Access network multi-homing is an existing technique in which an access network connects to multiple Internet Service Providers (ISPs) simultaneously in order to increase Internet connectivity bandwidth and to increase robustness to ISP failures. Traditionally, there have been two principal approaches for access network multi-homing. One is to advertise the addressing space of a multi-homed access network independently of each of its ISPs' addressing space in the global routing system, thus adding a separate routing table entry for the access network. The other approach is to let hosts select an ISP by enabling them to dynamically switch between IP addresses from ISP-dependent addressing spaces. Each addressing space is then advertised to the global routing system as part of the respective ISP's addressing space.
A third, more recent, approach to access multi-homing provides a level of indirection between the addressing space that access networks use internally and the addressing space that is used for carrying packets through transit space. Some indirection techniques require an address space mapping at the border of every access network. Other indirection techniques require only multi-homed access networks to provide a mapping on their border and to also subscribe to a (reverse) mapping that takes place at an indirection point somewhere in transit space.
All of these approaches lack at least one of the following desired properties:
1. Global routing table preservation. The global routing table should grow linearly with respect to the number of ISPs rather than linearly with respect to the number of access networks.
2. Traffic engineering. An access network should be able to force ingress and egress traffic to pass via one particular ISP of the ISPs with which it multi-homes.
3. Host preferences. A host should still be able to suggest to the access network, an ISP of its own choice that it would prefer its traffic to pass through.
4. ISP changes. It should be possible to quickly reroute traffic, in both directions, via an alternative ISP.
5. Network reconfiguration costs. An access network operator should be able to change its set of ISPs without costly reconfiguration of network devices.

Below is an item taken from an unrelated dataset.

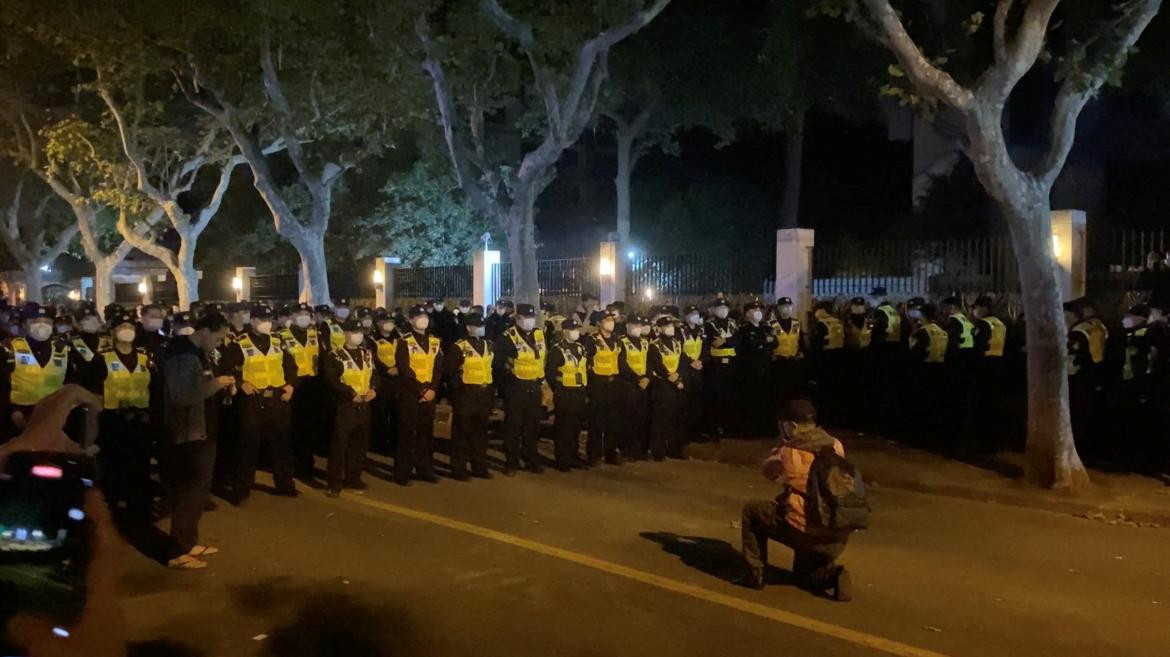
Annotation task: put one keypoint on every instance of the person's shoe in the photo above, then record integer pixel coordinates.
(842, 588)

6. Routing performance. Traffic characteristics such as packet propagation latencies, packet loss probabilities, or jitter should not change.
7. Transition. There should be a transition path for incremental deployment, which allows upgraded parts of the Internet to communicate with legacy parts.
8. Incentives for deployment. Deployment of a technique should yield direct benefits to those entities investing in the deployment.
9. Integrability. Where possible, a technique for access network multi-homing should be integrable with mobility techniques and, in the long run, possibly also host identity techniques.
The technique of advertising access networks' addressing spaces separately in the global routing system fails to preserve the global routing table, and does not enable hosts to express a preference with respect to an ISP for their traffic. Giving hosts the ultimate decision on which ISP their traffic is routed through, in turn, conflicts with the traffic engineering strategies of access networks. Indirection techniques that require mappings at the border of every access network have disadvantages regarding transition paths and deployment incentives. Indirection techniques also face unanswered questions with respect to how mappings can be maintained efficiently, or how they can be updated rapidly to support access networks in switching to an alternative ISP. On the other hand, indirection techniques that use an indirection point somewhere in transit space incur adverse impacts on routing performance.